Problem I have (and i do not always agree w CM's methods) is when people state that science totally discredits pack theory, or that science totally supports positive training techniques. Thats a lie. Pack theory may have changed drastically but it has not been discredited. And their is plenty of research supporting dif training styles. Some that even shows correction training CAN be less stressful in certain circumstances. 

Why cant the argument be "This is the way I do It, I feel more comfortable and I feel its more humane and it works for me." Instead of quoting someones quote about how science supports my way as the only acceptable way.


----------



## Curbside Prophet (Apr 28, 2006)

jiml said:


> Problem I have (and i do not always agree w CM's methods) is when people state that science totally discredits pack theory, or that science totally supports positive training techniques. Thats a lie.


I'm not sure who you are referring to, but, the laws of learning are laws for a reason; unlike pack theory, which is, actually, according to the scientific community, only a hypothesis (not a theory). If you have a problem with the laws of learning being used to support a training approach, then you must also have a problem with gravity being used to support our attraction to Earth? It's really suction cups, right? :conspiracytheory:


----------



## DustyCrockett (Sep 24, 2011)

Well actually...at one time, the earth was the center of the universe and the heavenly bodies were affixed to spheres, which revolved around the earth. This was scientific fact. The most learned people at every accredited university in the world would have confirmed it. You would have been discredited for disputing it (just ask Gallileo).

At one time, it was well known that only a very bad mother would pick up a baby crying in its crib.

Point being, the "laws" of learning were different before, and might well change again.

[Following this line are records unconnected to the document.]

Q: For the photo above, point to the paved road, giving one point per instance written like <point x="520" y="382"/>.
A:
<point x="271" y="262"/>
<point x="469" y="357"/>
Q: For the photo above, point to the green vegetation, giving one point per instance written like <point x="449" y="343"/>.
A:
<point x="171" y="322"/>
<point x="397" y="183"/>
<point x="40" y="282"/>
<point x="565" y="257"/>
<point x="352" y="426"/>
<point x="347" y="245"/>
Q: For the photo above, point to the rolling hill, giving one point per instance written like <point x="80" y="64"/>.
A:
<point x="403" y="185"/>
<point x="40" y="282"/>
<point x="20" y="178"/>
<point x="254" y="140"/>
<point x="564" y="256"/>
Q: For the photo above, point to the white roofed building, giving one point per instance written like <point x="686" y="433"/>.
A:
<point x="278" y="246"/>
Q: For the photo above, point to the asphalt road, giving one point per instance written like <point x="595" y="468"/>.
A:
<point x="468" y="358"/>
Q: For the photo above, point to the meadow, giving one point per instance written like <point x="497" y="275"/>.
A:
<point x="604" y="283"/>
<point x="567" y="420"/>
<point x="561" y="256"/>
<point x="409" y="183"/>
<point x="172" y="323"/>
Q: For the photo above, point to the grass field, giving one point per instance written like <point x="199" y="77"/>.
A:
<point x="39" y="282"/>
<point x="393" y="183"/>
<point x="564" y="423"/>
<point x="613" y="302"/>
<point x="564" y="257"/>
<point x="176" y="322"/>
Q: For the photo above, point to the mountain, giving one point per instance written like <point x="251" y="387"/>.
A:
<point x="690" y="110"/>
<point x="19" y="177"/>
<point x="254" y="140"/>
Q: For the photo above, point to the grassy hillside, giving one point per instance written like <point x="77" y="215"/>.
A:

Pretty sure the "law" of gravity is a theory, like the "laws" of probability. Why isn't the pythagorean theorem a law?


----------



## wvasko (Dec 15, 2007)

DustyCrockett said:


> Well actually...at one time, the earth was the center of the universe and the heavenly bodies were affixed to spheres, which revolved around the earth. This was scientific fact. The most learned people at every accredited university in the world would have confirmed it. You would have been discredited for disputing it (just ask Gallileo).
> 
> At one time, it was well known that only a very bad mother would pick up a baby crying in its crib.
> 
> ...


Wow, definitely something to ponder.


----------



## Pawzk9 (Jan 3, 2011)

jiml said:


> http://www.patheos.com/blogs/heavenl...k-leader-tour/>>>>>
> 
> Problem I have (and i do not always agree w CM's methods) is when people state that science totally discredits pack theory, or that science totally supports positive training techniques. Thats a lie. Pack theory may have changed drastically but it has not been discredited. And their is plenty of research supporting dif training styles. Some that even shows correction training CAN be less stressful in certain circumstances.
> 
> Why cant the argument be "This is the way I do It, I feel more comfortable and I feel its more humane and it works for me." Instead of quoting someones quote about how science supports my way as the only acceptable way.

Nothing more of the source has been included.